ERA5 for CONUS is also out, and to make apples to apples comparisons, I changed nClimDiv to Celsius and set it to a 1951-2000 baseline.
USCRN began recording CONUS temperatures in 2005, so the end of 2024 marks the 20th year for that dataset. Below I show graphs comparing USCRN to both nClimDiv and UAH-TLT for CONUS.

Here's how USCRN compares to ERA5, with the scale switched to Celsius to match ERA5.
Since USCRN only goes back to 2005, I can't give you 30-year trends, but CONUS is warming so rapidly, that the last 20 years is already statistically significant. Since 2005, CONUS trends were:
  • USCRN: 0.451 ± 0.241°C/decade (2σ)
  • nClimDiv: 0.385 ± 0.242°C/decade (2σ)
  • ERA5: 0.418 ± 0.176°C/decade (2σ)
The three are statistically identical, with USCRN showing marginally more warming than nClimDiv and ERA5 splitting the difference between the other two. If I didn't tell you which was which, you wouldn't be able to tell.

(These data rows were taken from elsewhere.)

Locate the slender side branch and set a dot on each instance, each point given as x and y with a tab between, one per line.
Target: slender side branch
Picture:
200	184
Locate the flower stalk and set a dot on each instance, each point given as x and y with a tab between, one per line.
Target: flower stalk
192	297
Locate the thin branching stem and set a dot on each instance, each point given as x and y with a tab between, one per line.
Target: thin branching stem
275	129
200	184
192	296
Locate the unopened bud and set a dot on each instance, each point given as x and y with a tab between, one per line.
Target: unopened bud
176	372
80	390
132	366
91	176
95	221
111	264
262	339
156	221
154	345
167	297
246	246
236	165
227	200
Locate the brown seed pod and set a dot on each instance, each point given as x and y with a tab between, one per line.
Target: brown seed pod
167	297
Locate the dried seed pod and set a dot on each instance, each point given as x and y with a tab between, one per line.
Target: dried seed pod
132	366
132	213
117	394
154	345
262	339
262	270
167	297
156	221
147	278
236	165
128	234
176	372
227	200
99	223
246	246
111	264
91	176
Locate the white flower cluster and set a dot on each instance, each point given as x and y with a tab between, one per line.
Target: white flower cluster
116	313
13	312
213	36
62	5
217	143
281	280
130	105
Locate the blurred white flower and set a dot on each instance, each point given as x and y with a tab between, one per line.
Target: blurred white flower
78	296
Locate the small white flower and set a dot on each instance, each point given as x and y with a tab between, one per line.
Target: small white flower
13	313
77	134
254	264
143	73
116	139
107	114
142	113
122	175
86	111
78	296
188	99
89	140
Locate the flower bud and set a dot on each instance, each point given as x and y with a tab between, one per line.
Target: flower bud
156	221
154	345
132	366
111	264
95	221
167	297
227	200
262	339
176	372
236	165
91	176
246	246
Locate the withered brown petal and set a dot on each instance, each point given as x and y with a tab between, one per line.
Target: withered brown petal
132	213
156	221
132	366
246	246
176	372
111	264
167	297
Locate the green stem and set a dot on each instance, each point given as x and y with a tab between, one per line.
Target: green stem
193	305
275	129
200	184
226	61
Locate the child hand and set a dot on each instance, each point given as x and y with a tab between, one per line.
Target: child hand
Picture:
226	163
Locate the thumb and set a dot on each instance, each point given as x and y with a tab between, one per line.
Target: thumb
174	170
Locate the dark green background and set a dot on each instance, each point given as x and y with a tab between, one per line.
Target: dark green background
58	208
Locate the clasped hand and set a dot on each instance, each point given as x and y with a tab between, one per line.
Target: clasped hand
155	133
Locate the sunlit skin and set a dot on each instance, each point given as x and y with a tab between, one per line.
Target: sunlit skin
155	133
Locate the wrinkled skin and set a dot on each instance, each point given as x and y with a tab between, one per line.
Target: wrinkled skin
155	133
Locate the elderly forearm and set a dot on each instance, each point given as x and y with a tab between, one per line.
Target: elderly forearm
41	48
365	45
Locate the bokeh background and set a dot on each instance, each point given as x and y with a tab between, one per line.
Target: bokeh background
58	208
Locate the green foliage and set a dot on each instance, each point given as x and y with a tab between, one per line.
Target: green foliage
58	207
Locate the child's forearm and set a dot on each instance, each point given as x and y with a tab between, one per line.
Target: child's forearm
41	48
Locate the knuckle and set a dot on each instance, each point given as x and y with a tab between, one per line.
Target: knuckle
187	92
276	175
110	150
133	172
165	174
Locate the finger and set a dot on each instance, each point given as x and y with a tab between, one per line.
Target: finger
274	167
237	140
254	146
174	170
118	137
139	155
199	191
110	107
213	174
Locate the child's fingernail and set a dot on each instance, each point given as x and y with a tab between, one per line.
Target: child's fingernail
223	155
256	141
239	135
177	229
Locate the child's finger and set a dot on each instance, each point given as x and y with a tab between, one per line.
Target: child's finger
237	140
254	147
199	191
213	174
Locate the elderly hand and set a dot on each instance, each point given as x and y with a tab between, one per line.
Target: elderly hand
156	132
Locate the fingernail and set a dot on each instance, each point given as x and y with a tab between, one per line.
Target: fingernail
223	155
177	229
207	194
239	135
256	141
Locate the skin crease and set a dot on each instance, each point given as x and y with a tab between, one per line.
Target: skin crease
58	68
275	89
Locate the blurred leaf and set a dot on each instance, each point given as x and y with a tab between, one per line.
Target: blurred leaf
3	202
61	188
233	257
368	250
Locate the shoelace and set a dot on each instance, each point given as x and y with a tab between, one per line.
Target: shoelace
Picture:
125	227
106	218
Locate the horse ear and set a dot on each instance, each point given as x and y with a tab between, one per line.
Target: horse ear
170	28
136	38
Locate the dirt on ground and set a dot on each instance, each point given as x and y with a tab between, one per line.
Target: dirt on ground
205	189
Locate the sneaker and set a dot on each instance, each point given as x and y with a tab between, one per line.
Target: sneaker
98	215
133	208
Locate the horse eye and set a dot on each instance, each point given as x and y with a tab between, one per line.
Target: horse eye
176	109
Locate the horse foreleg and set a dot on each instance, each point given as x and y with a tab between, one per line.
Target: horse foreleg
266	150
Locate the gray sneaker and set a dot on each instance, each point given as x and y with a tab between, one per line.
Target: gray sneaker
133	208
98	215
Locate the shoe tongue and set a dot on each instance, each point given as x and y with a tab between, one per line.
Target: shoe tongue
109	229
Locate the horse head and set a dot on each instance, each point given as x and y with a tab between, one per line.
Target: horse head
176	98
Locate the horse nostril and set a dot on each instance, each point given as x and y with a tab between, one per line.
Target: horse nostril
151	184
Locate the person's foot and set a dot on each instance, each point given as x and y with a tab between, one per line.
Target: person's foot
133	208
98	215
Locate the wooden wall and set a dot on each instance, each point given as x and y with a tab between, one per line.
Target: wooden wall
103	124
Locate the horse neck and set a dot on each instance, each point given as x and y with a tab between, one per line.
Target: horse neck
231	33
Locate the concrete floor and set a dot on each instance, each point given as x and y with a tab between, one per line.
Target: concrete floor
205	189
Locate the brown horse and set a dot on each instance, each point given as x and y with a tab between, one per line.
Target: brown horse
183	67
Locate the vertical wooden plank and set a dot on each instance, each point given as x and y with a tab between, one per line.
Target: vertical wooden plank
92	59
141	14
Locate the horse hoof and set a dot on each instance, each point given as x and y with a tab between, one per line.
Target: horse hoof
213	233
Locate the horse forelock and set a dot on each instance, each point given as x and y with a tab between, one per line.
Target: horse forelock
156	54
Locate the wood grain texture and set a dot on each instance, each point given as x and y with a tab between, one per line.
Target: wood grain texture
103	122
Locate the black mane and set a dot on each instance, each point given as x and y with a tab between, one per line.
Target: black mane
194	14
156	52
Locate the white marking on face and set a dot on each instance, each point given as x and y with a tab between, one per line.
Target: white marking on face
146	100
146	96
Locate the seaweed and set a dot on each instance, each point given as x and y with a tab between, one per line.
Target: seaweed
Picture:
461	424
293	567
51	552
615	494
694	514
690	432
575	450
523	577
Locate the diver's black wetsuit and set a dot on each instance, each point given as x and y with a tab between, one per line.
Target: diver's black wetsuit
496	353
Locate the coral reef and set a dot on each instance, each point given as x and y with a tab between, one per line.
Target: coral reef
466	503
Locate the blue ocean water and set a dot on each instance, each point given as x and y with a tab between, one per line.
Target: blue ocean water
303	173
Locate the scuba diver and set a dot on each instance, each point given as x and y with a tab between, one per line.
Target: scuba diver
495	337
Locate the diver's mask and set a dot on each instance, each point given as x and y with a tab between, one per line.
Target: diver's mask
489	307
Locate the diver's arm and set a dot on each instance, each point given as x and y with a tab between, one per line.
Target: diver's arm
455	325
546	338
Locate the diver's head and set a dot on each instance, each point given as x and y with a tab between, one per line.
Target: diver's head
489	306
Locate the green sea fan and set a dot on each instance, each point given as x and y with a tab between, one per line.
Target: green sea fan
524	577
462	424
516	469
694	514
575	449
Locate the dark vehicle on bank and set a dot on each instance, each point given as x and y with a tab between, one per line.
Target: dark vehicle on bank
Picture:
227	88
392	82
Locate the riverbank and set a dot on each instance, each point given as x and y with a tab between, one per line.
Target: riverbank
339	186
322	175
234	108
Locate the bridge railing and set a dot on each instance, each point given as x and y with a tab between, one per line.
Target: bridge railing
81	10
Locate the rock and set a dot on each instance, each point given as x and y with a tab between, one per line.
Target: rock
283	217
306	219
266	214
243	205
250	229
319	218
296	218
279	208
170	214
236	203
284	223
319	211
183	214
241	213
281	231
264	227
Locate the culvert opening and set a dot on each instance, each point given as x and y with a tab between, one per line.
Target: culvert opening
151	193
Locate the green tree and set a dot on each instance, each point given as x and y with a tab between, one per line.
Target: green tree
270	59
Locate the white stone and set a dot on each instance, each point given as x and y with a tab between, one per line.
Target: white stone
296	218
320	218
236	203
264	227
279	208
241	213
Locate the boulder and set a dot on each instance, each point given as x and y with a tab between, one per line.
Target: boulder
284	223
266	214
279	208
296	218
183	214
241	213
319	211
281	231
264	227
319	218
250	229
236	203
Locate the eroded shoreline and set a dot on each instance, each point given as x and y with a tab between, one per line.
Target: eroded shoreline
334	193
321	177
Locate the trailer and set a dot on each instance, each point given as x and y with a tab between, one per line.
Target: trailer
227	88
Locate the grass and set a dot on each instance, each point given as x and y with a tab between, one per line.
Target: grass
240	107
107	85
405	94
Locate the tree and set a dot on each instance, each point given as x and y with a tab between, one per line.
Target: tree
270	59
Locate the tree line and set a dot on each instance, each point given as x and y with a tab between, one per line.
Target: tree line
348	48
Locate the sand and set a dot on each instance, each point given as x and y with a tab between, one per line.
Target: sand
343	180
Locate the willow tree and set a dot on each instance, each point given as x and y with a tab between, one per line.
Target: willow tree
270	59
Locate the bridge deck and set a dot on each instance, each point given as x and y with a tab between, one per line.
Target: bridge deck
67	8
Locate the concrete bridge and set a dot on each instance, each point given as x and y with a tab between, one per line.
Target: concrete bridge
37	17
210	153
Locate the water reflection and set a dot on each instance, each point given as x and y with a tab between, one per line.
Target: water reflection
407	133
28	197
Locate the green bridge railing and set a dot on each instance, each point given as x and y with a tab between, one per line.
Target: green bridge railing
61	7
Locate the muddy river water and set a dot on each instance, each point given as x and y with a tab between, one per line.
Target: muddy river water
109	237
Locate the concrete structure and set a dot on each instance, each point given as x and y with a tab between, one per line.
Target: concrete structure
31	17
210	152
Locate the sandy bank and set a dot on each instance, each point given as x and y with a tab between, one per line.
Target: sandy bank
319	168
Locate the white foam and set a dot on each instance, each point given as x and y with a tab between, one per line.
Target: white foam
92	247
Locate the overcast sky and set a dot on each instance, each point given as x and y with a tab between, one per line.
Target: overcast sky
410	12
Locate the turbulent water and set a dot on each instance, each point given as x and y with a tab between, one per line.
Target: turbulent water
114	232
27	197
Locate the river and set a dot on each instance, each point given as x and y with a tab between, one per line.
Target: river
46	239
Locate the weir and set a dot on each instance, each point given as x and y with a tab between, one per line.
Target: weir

CO2 Forcings Do Correlate with CONUS temperatures

And while proper comparisons between temperature and CO2 should use GMST (the US is only 2% of the globe), I see many contrarians plotting CONUS temperatures and CO2 with scales specifically chosen to create the impression that the US is not warming in a manner consistent with the increase in CO2 concentrations. So I thought it might be useful to show the correlation between CONUS temperatures and CO2 forcings. There is more scatter in the data due to the fact that US is a small fraction of the surface area of the globe, but the correlation is still clear. The US is warming at a rate of 0.73°C/W/m^2.